The split-level main lodge features a fire-lit bar, comfortable sitting room, mezzanine library with CD and book collection, swimming pool, wraparound verandas and African gift shop. The pool is fed by water from an underground spring. At sunset, animals are drawn to a nearby waterhole, providing added enjoyment to a sundowner drink.
Sossusvlei Desert Lodge
Wolwedans Dunes Lodge
The Dunes Lodge is perched on top of a dune plateau, overlooking panoramic vistas in all directions and capturing the beauty of the desert in a most memorable way.
Our final 3 nights will be spent at this remarkable lodge perched on top of a dune plateau, overlooking panoramic vistas in all directions and capturing the beauty of the desert in a most memorable way.
This spectacular location comes with all the creature comforts including crisp white sheets, warm down duvets for those chilly desert nights and solar-heated hot showers after a long drive in the great beyond. The camp was constructed using poles, elevated wooden decks and roll-up canvas walls and are driven solely by solar power – ensuring a very light environmental footprint on the pristine desert ecology.
The building style is a combination of wooden structures and canvas blinds, opening up to the desert beyond. The lodge reflects the ambience of a tented camp, but provides the comfort and protection of a permanent building. Each of the nine spacious chalets with en-suite bathrooms has a private verandah, which connects you to vast stretches of untouched sand. Sleeping with your canvas blinds open is just like sleeping under the stars. The main complex consists of two lounges, a number of sundowner decks, a fireplace, a tea deck, a library, the wine cellar and two dining rooms. The lodge also has a swimming pool, which is suspended above the sand. All communal areas of the lodge open out onto decks with superb views.

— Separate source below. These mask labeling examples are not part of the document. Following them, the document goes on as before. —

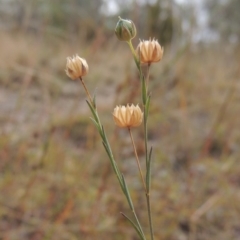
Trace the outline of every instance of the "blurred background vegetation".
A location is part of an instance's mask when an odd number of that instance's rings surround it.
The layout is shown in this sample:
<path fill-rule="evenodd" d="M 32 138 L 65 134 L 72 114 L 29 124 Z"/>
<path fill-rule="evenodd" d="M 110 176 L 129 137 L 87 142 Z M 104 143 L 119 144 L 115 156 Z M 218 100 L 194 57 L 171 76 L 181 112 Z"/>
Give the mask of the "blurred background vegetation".
<path fill-rule="evenodd" d="M 118 16 L 135 22 L 135 46 L 156 38 L 165 50 L 150 75 L 156 239 L 239 239 L 239 12 L 239 0 L 0 0 L 0 239 L 137 239 L 84 91 L 64 72 L 76 53 L 147 232 L 130 139 L 112 121 L 116 104 L 141 103 Z"/>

Sundowner drives are approximately 1-2 hours long, traveling about 10 km into the dunes, where evening drinks will be served while you enjoy the magnificent desert sunset. The return drive to the camp/lodge takes place in the dark, where our desert chefs have prepared a sumptuous four-course dinner for you. Dinners involve elegant table settings, candlelight and exuberant menu announcements in the local Nama language, wholesome and sophisticated ‘bush-cuisine’, prepared lovingly with homegrown organic fresh produce and paired with excellent local and South African wines.
Morning or afternoon drives cover a distance of about 40-50 km and take 3-4 hours. Afternoon scenic drives are often combined with sundowners in the dunes.
On the 14 March, sadly we will have to leave this last of our fascinating Namibian sojourns. Our plane will take us in the morning to Windhoek to enable connections to our international destinations.
Wolwedans provides the perfect base from which to explore vast stretches of undisturbed nature. Informative scenic drives in open Land rovers reveal the wonders of the wilderness.